Fascinating analysis, Dr. Cutress — especially how you frame compute as a financial asset class. I’m curious about the human and geopolitical layer of this deal: with such massive U.S.-based power requirements, TSMC dependencies, and ongoing export controls shaping AI hardware flow, how do you see those forces influencing AMD’s ability to execute this six-gigawatt vision? Does the “financial alignment” model hold if geopolitics or grid infrastructure slow real deployment?
That concern about running out of energy might not be as much of an issue in China, which is on a tear adding enormous power generating capacity from solar and wind every month, but that isn't the case in the US. The preference for using nuclear power here also means that it'll take years to have those reactors online. In the meantime, China adds more wind turbines, solar energy farms and megawatts of battery storage almost weekly. And all at lower costs, too.
Great analysis. (And I'm pained that it took me a month to find it)
It looks like the deals are tying the contracts to the economic interests of all the parties. The market's reaction confirms this.
What's your take on how these deals impact financial reporting? My first intuition is there will need to be a lot of adjustments to do industry comps between AI and semiconductor companies.
This is an incredibly thorough breakdown of a transformative deal structure. The warrant mechanism is particularly clever - by setting strike prices at $146, $157, and $168, AMD essentially gets paid to build capacity while OpenAI gets price protection against future cost escalation. What really strikes me is the inverted risk profile compared to Nvidia's model. Nvidia took equity risk by investing directly in customers, but AMD is getting guarenteed revenue while OpenAI assumes the utilization risk. The 6 gigawatt target is staggering - that's roughly 1.5% of total US electricity generation just for AI inference. Your point about power infrastructure being the real bottleneck is spot on. The chip supply might materialize, but can the grid capacity?
Fascinating analysis, Dr. Cutress — especially how you frame compute as a financial asset class. I’m curious about the human and geopolitical layer of this deal: with such massive U.S.-based power requirements, TSMC dependencies, and ongoing export controls shaping AI hardware flow, how do you see those forces influencing AMD’s ability to execute this six-gigawatt vision? Does the “financial alignment” model hold if geopolitics or grid infrastructure slow real deployment?
that was so quick, great article. were you aware of the structure of the real beforehand?
That concern about running out of energy might not be as much of an issue in China, which is on a tear adding enormous power generating capacity from solar and wind every month, but that isn't the case in the US. The preference for using nuclear power here also means that it'll take years to have those reactors online. In the meantime, China adds more wind turbines, solar energy farms and megawatts of battery storage almost weekly. And all at lower costs, too.
Who do you think did the better deal? AMD or Nvidia?
AMD warrant structure vs Nvidia equity investment.
Great analysis. (And I'm pained that it took me a month to find it)
It looks like the deals are tying the contracts to the economic interests of all the parties. The market's reaction confirms this.
What's your take on how these deals impact financial reporting? My first intuition is there will need to be a lot of adjustments to do industry comps between AI and semiconductor companies.

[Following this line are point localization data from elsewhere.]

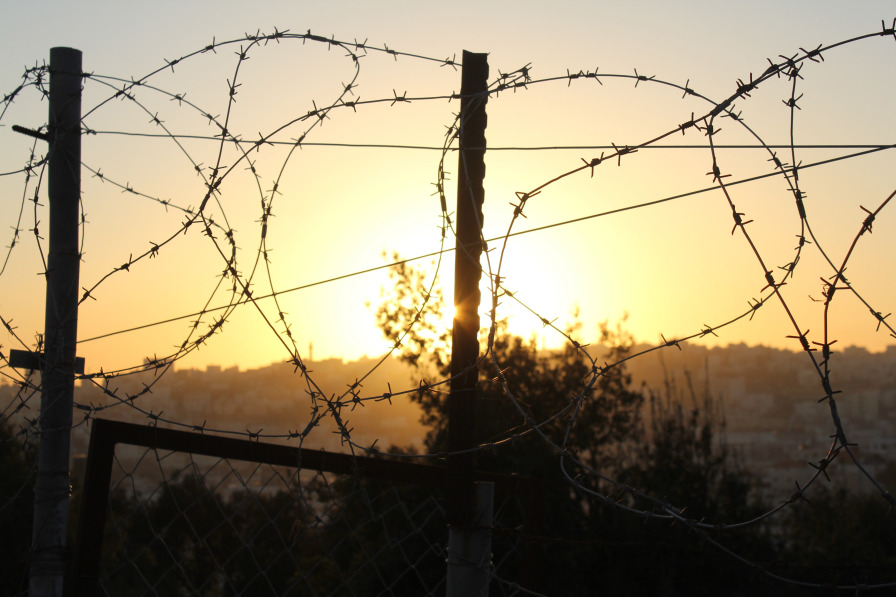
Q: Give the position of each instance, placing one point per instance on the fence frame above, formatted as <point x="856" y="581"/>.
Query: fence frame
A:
<point x="106" y="434"/>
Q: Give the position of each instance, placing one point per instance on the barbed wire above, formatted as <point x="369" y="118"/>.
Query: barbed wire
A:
<point x="237" y="280"/>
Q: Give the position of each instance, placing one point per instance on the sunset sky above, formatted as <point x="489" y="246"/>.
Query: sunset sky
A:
<point x="674" y="267"/>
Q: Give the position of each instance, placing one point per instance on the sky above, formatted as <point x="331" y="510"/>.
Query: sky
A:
<point x="673" y="267"/>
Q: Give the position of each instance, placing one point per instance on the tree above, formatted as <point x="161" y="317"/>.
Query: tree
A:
<point x="556" y="390"/>
<point x="17" y="476"/>
<point x="590" y="546"/>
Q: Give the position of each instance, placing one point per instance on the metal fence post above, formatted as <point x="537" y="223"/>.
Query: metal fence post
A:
<point x="467" y="572"/>
<point x="52" y="489"/>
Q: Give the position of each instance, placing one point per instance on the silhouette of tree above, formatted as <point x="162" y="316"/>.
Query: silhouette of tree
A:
<point x="589" y="547"/>
<point x="17" y="468"/>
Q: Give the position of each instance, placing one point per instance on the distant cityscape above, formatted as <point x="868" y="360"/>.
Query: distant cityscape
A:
<point x="776" y="422"/>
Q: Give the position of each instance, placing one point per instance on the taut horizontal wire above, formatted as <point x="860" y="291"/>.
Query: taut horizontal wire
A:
<point x="506" y="148"/>
<point x="494" y="239"/>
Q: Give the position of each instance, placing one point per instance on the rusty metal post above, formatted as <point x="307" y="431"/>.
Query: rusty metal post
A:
<point x="52" y="489"/>
<point x="466" y="573"/>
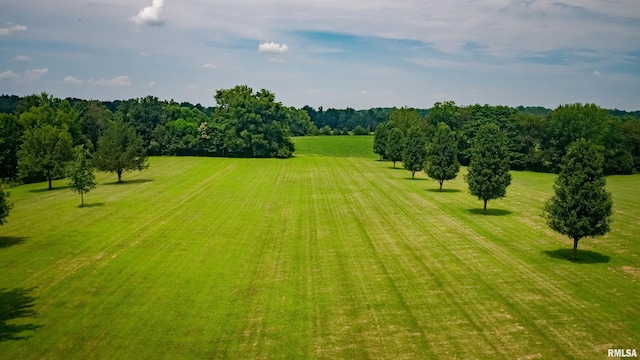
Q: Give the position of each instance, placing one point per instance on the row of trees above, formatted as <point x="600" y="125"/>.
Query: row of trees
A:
<point x="534" y="142"/>
<point x="580" y="207"/>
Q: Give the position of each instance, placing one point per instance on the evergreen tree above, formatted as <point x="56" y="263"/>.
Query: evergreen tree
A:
<point x="442" y="155"/>
<point x="581" y="206"/>
<point x="120" y="149"/>
<point x="415" y="151"/>
<point x="488" y="173"/>
<point x="395" y="145"/>
<point x="380" y="140"/>
<point x="80" y="172"/>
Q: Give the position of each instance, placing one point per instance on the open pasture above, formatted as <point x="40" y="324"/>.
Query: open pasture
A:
<point x="313" y="257"/>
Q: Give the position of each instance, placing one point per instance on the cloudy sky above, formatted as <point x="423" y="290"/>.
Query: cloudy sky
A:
<point x="331" y="53"/>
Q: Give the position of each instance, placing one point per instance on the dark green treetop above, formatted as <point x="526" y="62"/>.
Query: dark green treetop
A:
<point x="415" y="150"/>
<point x="581" y="206"/>
<point x="45" y="151"/>
<point x="395" y="145"/>
<point x="80" y="173"/>
<point x="120" y="149"/>
<point x="442" y="155"/>
<point x="488" y="173"/>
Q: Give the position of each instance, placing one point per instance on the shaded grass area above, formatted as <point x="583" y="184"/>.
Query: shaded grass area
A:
<point x="314" y="257"/>
<point x="336" y="146"/>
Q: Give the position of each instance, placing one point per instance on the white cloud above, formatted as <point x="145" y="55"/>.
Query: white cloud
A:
<point x="122" y="80"/>
<point x="12" y="29"/>
<point x="273" y="48"/>
<point x="21" y="58"/>
<point x="72" y="80"/>
<point x="35" y="74"/>
<point x="9" y="75"/>
<point x="151" y="15"/>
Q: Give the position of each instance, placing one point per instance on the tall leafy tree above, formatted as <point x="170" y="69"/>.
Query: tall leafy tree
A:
<point x="442" y="155"/>
<point x="568" y="123"/>
<point x="10" y="139"/>
<point x="45" y="152"/>
<point x="380" y="139"/>
<point x="395" y="145"/>
<point x="5" y="206"/>
<point x="80" y="173"/>
<point x="415" y="151"/>
<point x="581" y="206"/>
<point x="488" y="173"/>
<point x="120" y="149"/>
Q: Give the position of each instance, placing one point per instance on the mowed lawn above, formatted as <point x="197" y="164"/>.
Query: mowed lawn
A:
<point x="314" y="257"/>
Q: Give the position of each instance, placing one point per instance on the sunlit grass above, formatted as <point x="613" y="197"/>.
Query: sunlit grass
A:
<point x="313" y="257"/>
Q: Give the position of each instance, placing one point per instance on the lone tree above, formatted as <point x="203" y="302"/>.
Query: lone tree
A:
<point x="80" y="172"/>
<point x="5" y="207"/>
<point x="395" y="145"/>
<point x="488" y="173"/>
<point x="380" y="139"/>
<point x="120" y="149"/>
<point x="442" y="155"/>
<point x="415" y="151"/>
<point x="581" y="206"/>
<point x="45" y="151"/>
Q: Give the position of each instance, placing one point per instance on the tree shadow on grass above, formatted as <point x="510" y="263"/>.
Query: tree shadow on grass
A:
<point x="445" y="190"/>
<point x="127" y="182"/>
<point x="91" y="205"/>
<point x="490" y="212"/>
<point x="584" y="256"/>
<point x="8" y="241"/>
<point x="16" y="304"/>
<point x="63" y="187"/>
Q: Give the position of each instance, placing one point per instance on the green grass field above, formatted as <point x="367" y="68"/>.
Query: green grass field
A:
<point x="336" y="146"/>
<point x="313" y="257"/>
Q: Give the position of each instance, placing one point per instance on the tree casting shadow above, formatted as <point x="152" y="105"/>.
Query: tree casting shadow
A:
<point x="584" y="256"/>
<point x="91" y="205"/>
<point x="490" y="212"/>
<point x="445" y="190"/>
<point x="8" y="241"/>
<point x="126" y="182"/>
<point x="62" y="187"/>
<point x="16" y="304"/>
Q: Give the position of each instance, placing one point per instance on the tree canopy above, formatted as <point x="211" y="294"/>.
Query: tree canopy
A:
<point x="442" y="155"/>
<point x="580" y="206"/>
<point x="120" y="149"/>
<point x="415" y="151"/>
<point x="80" y="173"/>
<point x="488" y="173"/>
<point x="45" y="152"/>
<point x="395" y="145"/>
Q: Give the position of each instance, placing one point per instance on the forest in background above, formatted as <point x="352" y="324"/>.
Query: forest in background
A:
<point x="248" y="124"/>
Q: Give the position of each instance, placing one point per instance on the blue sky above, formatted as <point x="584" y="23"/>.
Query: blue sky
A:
<point x="331" y="53"/>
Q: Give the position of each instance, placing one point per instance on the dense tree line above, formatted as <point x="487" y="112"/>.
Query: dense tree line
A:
<point x="536" y="136"/>
<point x="536" y="139"/>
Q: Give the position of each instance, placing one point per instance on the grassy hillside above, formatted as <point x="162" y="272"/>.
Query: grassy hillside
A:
<point x="313" y="257"/>
<point x="335" y="146"/>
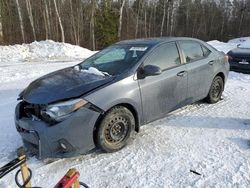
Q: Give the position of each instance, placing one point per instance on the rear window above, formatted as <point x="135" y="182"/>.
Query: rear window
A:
<point x="192" y="50"/>
<point x="165" y="56"/>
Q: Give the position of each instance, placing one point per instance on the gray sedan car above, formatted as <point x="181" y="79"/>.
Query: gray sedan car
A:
<point x="101" y="101"/>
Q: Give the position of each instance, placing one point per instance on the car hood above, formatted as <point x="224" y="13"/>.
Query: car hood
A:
<point x="61" y="85"/>
<point x="240" y="51"/>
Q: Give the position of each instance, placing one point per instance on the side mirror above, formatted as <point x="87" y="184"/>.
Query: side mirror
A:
<point x="151" y="70"/>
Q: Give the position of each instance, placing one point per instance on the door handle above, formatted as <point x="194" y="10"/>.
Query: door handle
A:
<point x="181" y="74"/>
<point x="211" y="62"/>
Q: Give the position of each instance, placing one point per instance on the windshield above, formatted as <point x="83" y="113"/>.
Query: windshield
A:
<point x="115" y="59"/>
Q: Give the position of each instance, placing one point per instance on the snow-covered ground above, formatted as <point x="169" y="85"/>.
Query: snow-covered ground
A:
<point x="213" y="140"/>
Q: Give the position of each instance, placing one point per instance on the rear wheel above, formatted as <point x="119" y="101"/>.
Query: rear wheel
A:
<point x="216" y="90"/>
<point x="115" y="129"/>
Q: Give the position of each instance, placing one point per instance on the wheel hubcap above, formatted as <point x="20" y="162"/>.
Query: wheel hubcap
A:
<point x="117" y="130"/>
<point x="216" y="90"/>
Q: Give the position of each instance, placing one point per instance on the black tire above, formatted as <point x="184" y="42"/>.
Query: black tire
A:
<point x="215" y="91"/>
<point x="115" y="129"/>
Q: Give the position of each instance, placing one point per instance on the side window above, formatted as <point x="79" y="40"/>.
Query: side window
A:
<point x="205" y="50"/>
<point x="166" y="56"/>
<point x="192" y="50"/>
<point x="114" y="55"/>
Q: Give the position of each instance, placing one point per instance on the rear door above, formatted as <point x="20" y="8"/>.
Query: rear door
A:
<point x="167" y="91"/>
<point x="200" y="68"/>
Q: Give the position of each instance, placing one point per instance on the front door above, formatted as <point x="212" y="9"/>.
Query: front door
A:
<point x="165" y="92"/>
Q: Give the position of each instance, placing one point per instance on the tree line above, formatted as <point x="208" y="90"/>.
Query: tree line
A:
<point x="97" y="23"/>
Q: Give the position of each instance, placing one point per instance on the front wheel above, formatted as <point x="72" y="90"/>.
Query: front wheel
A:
<point x="115" y="129"/>
<point x="216" y="90"/>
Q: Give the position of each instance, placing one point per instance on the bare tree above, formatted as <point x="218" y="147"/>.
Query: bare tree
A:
<point x="120" y="19"/>
<point x="163" y="17"/>
<point x="92" y="23"/>
<point x="20" y="20"/>
<point x="1" y="26"/>
<point x="60" y="22"/>
<point x="29" y="10"/>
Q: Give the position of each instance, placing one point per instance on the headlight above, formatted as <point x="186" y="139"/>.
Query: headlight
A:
<point x="60" y="111"/>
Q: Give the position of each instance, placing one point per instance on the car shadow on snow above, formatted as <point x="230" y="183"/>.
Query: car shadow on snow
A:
<point x="241" y="142"/>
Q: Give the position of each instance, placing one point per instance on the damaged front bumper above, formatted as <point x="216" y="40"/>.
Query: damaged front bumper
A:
<point x="71" y="137"/>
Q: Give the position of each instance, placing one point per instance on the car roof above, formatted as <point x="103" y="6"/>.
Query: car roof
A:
<point x="154" y="41"/>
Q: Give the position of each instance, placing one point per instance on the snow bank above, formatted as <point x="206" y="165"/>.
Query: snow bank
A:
<point x="43" y="51"/>
<point x="239" y="40"/>
<point x="222" y="46"/>
<point x="243" y="42"/>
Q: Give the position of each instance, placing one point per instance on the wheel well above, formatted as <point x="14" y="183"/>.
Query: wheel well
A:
<point x="129" y="107"/>
<point x="222" y="76"/>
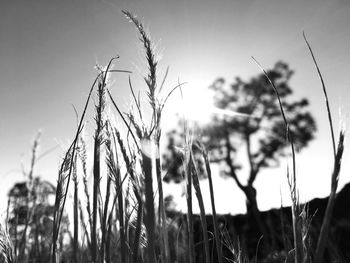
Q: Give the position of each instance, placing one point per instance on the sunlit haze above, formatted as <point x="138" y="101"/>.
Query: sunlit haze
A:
<point x="49" y="48"/>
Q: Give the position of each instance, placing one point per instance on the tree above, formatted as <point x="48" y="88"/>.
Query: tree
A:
<point x="258" y="133"/>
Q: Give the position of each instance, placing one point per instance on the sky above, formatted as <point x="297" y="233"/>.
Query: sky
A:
<point x="48" y="50"/>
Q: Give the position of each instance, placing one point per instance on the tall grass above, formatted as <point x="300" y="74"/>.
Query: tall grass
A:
<point x="126" y="222"/>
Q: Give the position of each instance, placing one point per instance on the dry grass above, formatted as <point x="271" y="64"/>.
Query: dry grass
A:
<point x="127" y="224"/>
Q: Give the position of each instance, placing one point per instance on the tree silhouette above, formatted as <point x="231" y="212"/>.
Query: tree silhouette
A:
<point x="258" y="133"/>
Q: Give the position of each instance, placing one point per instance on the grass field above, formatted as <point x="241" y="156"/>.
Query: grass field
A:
<point x="123" y="217"/>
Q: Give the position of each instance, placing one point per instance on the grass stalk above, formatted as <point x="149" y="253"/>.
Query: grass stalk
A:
<point x="337" y="152"/>
<point x="297" y="227"/>
<point x="75" y="213"/>
<point x="211" y="189"/>
<point x="201" y="206"/>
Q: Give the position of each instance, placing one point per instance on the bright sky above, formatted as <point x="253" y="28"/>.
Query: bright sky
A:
<point x="48" y="50"/>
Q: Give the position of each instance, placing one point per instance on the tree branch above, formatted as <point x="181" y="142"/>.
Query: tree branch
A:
<point x="229" y="161"/>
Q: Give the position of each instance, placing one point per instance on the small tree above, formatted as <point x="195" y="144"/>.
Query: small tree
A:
<point x="258" y="132"/>
<point x="261" y="133"/>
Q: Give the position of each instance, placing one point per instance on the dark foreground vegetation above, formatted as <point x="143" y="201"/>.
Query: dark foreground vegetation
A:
<point x="122" y="217"/>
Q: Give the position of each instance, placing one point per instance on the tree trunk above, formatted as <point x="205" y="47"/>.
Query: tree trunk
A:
<point x="253" y="210"/>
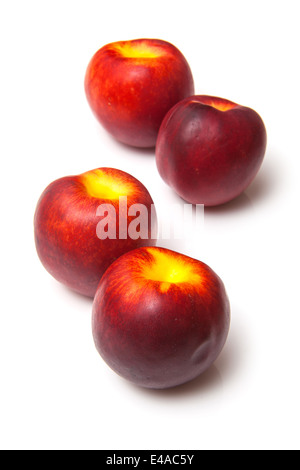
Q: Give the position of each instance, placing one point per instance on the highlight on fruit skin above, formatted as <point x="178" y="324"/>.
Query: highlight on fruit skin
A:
<point x="78" y="222"/>
<point x="160" y="318"/>
<point x="130" y="86"/>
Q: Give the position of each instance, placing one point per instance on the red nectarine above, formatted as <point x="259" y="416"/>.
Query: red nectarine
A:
<point x="78" y="224"/>
<point x="210" y="149"/>
<point x="160" y="318"/>
<point x="130" y="85"/>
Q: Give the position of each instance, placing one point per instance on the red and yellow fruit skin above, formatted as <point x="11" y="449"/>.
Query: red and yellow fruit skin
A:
<point x="154" y="335"/>
<point x="65" y="231"/>
<point x="131" y="95"/>
<point x="210" y="149"/>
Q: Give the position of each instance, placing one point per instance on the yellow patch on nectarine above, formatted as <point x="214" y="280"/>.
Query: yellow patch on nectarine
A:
<point x="138" y="50"/>
<point x="168" y="269"/>
<point x="103" y="184"/>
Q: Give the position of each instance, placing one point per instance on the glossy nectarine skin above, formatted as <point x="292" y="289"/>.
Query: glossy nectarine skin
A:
<point x="65" y="226"/>
<point x="210" y="149"/>
<point x="160" y="318"/>
<point x="130" y="85"/>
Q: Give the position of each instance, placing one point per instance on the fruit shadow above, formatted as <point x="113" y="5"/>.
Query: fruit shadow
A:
<point x="147" y="151"/>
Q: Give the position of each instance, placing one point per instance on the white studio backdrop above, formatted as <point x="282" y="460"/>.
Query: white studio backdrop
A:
<point x="56" y="392"/>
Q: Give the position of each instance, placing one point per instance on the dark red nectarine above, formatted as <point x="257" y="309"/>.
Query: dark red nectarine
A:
<point x="130" y="85"/>
<point x="210" y="149"/>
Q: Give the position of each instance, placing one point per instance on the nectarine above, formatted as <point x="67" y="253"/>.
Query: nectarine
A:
<point x="210" y="149"/>
<point x="130" y="85"/>
<point x="160" y="318"/>
<point x="79" y="225"/>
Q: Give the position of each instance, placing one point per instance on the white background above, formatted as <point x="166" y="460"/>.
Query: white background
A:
<point x="56" y="392"/>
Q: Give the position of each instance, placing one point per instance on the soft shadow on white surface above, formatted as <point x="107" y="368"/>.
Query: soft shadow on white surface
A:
<point x="263" y="187"/>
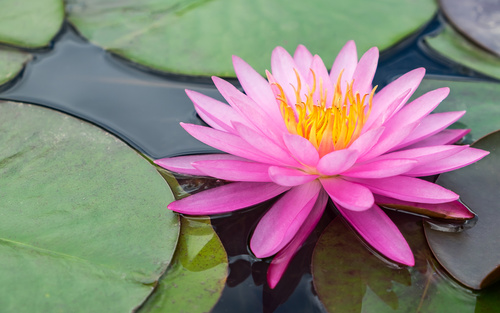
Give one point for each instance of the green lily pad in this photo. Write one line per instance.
(197, 274)
(479, 99)
(349, 278)
(477, 20)
(84, 225)
(473, 255)
(11, 63)
(199, 37)
(453, 46)
(30, 24)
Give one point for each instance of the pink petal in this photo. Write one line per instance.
(265, 146)
(235, 170)
(261, 121)
(448, 210)
(257, 88)
(337, 161)
(183, 164)
(289, 176)
(226, 142)
(348, 194)
(408, 189)
(382, 119)
(303, 59)
(227, 198)
(391, 137)
(419, 108)
(380, 169)
(430, 125)
(456, 161)
(444, 137)
(283, 65)
(366, 141)
(380, 232)
(215, 113)
(282, 259)
(247, 108)
(363, 75)
(301, 149)
(281, 223)
(346, 61)
(385, 97)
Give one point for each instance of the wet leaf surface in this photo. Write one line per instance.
(30, 23)
(477, 20)
(84, 224)
(198, 37)
(478, 98)
(349, 278)
(473, 256)
(450, 45)
(197, 275)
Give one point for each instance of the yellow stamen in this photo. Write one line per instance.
(328, 126)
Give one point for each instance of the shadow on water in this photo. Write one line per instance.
(142, 108)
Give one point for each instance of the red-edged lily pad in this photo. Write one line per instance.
(477, 20)
(473, 256)
(349, 278)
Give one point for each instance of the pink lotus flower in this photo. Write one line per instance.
(309, 135)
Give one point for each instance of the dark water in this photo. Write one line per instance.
(144, 109)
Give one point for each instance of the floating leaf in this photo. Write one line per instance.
(32, 23)
(451, 45)
(11, 63)
(84, 224)
(198, 37)
(348, 278)
(473, 256)
(478, 98)
(197, 274)
(476, 19)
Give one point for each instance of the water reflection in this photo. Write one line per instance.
(348, 278)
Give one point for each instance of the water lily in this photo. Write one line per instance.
(311, 135)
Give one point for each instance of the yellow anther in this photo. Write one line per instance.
(328, 126)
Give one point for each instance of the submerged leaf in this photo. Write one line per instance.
(451, 45)
(197, 275)
(348, 278)
(473, 256)
(477, 20)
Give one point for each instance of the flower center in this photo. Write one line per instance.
(328, 125)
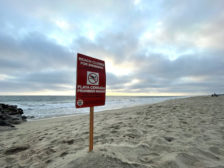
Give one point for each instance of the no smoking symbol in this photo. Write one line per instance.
(92, 78)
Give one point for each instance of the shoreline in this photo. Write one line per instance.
(119, 108)
(179, 133)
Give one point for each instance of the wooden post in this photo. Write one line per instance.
(91, 121)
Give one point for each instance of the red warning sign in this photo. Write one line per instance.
(90, 82)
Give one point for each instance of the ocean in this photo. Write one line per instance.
(54, 106)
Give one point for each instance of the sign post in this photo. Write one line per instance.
(91, 126)
(90, 87)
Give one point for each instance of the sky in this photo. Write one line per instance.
(150, 47)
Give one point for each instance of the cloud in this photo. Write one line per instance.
(149, 46)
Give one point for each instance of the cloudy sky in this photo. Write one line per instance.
(151, 47)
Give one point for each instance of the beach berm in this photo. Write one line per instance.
(179, 133)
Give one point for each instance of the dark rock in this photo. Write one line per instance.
(10, 114)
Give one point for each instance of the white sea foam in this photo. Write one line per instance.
(53, 106)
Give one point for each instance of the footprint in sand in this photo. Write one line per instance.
(169, 164)
(149, 158)
(216, 150)
(16, 149)
(187, 159)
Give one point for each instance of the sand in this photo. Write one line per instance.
(181, 133)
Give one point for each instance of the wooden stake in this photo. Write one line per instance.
(91, 120)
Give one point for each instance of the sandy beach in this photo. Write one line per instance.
(180, 133)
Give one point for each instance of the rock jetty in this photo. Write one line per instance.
(11, 115)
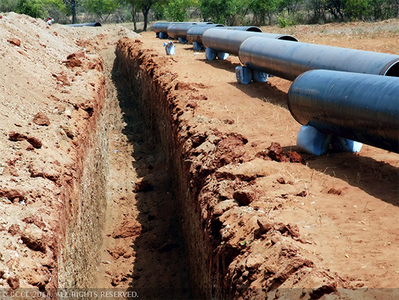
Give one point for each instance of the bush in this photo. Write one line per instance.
(284, 20)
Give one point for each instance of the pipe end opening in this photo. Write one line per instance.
(254, 29)
(393, 70)
(288, 38)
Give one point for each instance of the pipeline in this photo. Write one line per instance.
(194, 34)
(244, 28)
(229, 41)
(360, 107)
(289, 60)
(179, 30)
(94, 24)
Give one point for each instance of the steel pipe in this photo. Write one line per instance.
(179, 30)
(289, 60)
(244, 28)
(360, 107)
(194, 34)
(94, 24)
(229, 41)
(160, 27)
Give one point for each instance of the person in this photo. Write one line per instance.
(50, 21)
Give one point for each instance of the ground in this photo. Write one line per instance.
(344, 206)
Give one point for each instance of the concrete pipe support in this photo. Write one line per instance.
(229, 41)
(359, 107)
(289, 60)
(194, 34)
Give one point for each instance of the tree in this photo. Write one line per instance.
(336, 8)
(357, 9)
(144, 6)
(176, 10)
(8, 5)
(33, 8)
(39, 8)
(101, 8)
(263, 8)
(228, 12)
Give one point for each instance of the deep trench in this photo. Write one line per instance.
(159, 270)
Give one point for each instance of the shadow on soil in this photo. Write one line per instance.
(376, 178)
(159, 270)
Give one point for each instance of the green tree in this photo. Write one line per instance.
(101, 8)
(357, 9)
(176, 10)
(264, 8)
(317, 7)
(39, 8)
(335, 8)
(33, 8)
(228, 12)
(144, 6)
(8, 5)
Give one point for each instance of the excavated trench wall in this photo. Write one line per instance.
(163, 111)
(85, 195)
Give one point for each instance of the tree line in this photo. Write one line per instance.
(228, 12)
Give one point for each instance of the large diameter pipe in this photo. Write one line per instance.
(94, 24)
(163, 26)
(179, 30)
(360, 107)
(160, 26)
(289, 60)
(229, 41)
(244, 28)
(194, 34)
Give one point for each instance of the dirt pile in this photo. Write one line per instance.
(51, 97)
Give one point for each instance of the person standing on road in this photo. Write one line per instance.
(50, 21)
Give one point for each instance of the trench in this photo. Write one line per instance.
(124, 233)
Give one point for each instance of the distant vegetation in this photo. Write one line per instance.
(228, 12)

This is an incredibly thorough breakdown of a transformative deal structure. The warrant mechanism is particularly clever - by setting strike prices at $146, $157, and $168, AMD essentially gets paid to build capacity while OpenAI gets price protection against future cost escalation. What really strikes me is the inverted risk profile compared to Nvidia's model. Nvidia took equity risk by investing directly in customers, but AMD is getting guarenteed revenue while OpenAI assumes the utilization risk. The 6 gigawatt target is staggering - that's roughly 1.5% of total US electricity generation just for AI inference. Your point about power infrastructure being the real bottleneck is spot on. The chip supply might materialize, but can the grid capacity?
https://open.substack.com/pub/pramodhmallipatna/p/ais-grand-entanglement-the-subprime
Excellent write up!
Thanks for giving us the scoop.
https://open.substack.com/pub/faiezkirsten/p/silent-weapons-deployed-worldwide?r=1qpmbr&utm_campaign=post&utm_medium=web&showWelcomeOnShare=false
thank you so much for your analysis!